Queens Quay and Spadina
Story: Ancient Footprints Along The Waterfront-ArchaeologicalServicesInc

In 1908, workmen digging a water tunnel in Toronto Bay to the east of Hanlan's Point at a depth of 70 feet below water level discovered a layer of blue clay. The layer of clay, about six feet wide, contained over one hundred human footprints. These prints appeared to represent the steps of a family, as described by W. H. Cross, the City Inspector who witnessed the find. The feet seemed to be "moccasined", according to descriptions.

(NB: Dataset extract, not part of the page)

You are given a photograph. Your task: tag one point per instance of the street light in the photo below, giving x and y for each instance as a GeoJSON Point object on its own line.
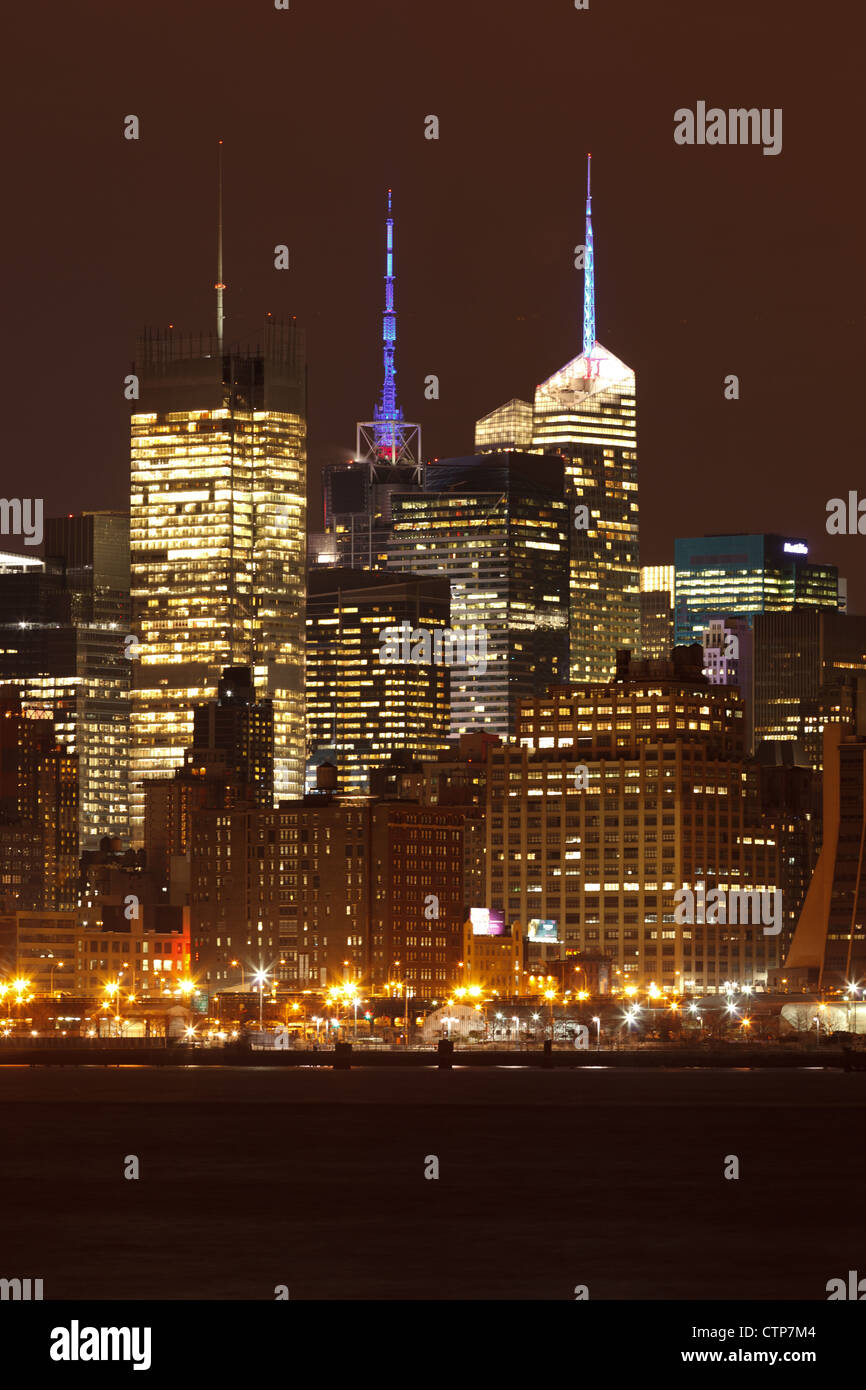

Extract from the Toronto Evening Telegram, 14 December 1908:
"It looked like a trail... You could follow one man the whole way. Some footprints were on top of the others, partly obliterating them. There were footsteps of all sizes, and a single print of a child\'s foot... All of the footprints toed in and you could see the hollow between the ball and the heel in many of them... in some places you could see where the toe had been driven in and the clay had shot up under the heel."
Both Professor A.P. Coleman, a well known geologist of the day, and David Boyle, of the Normal School Museum, were consulted.
"If the statements of these men are true, and there is no reason to doubt them, and the prints were in the blue clay, it is the most important find of the interglacial period..."
While at the time, the blue clay stratum was thought to date to the interglacial period before the last glaciation, it is now thought that the clay was laid down during the Wisconsin glaciation suggesting that the find may represent a family heading for downtown Toronto between 11,000 and 10,500 years ago!
The article goes on to say that the "footprints" were covered in concrete the same day, making it impossible, now 100 years later, to resolve this question. It's conceivable that a group of people walking across wetlands just north of the lake during a period of low water levels in the Lake Ontario basin left their footprints in the old exposed lakebed of Lake Iroquois.
Today, it remains an intriguing mystery.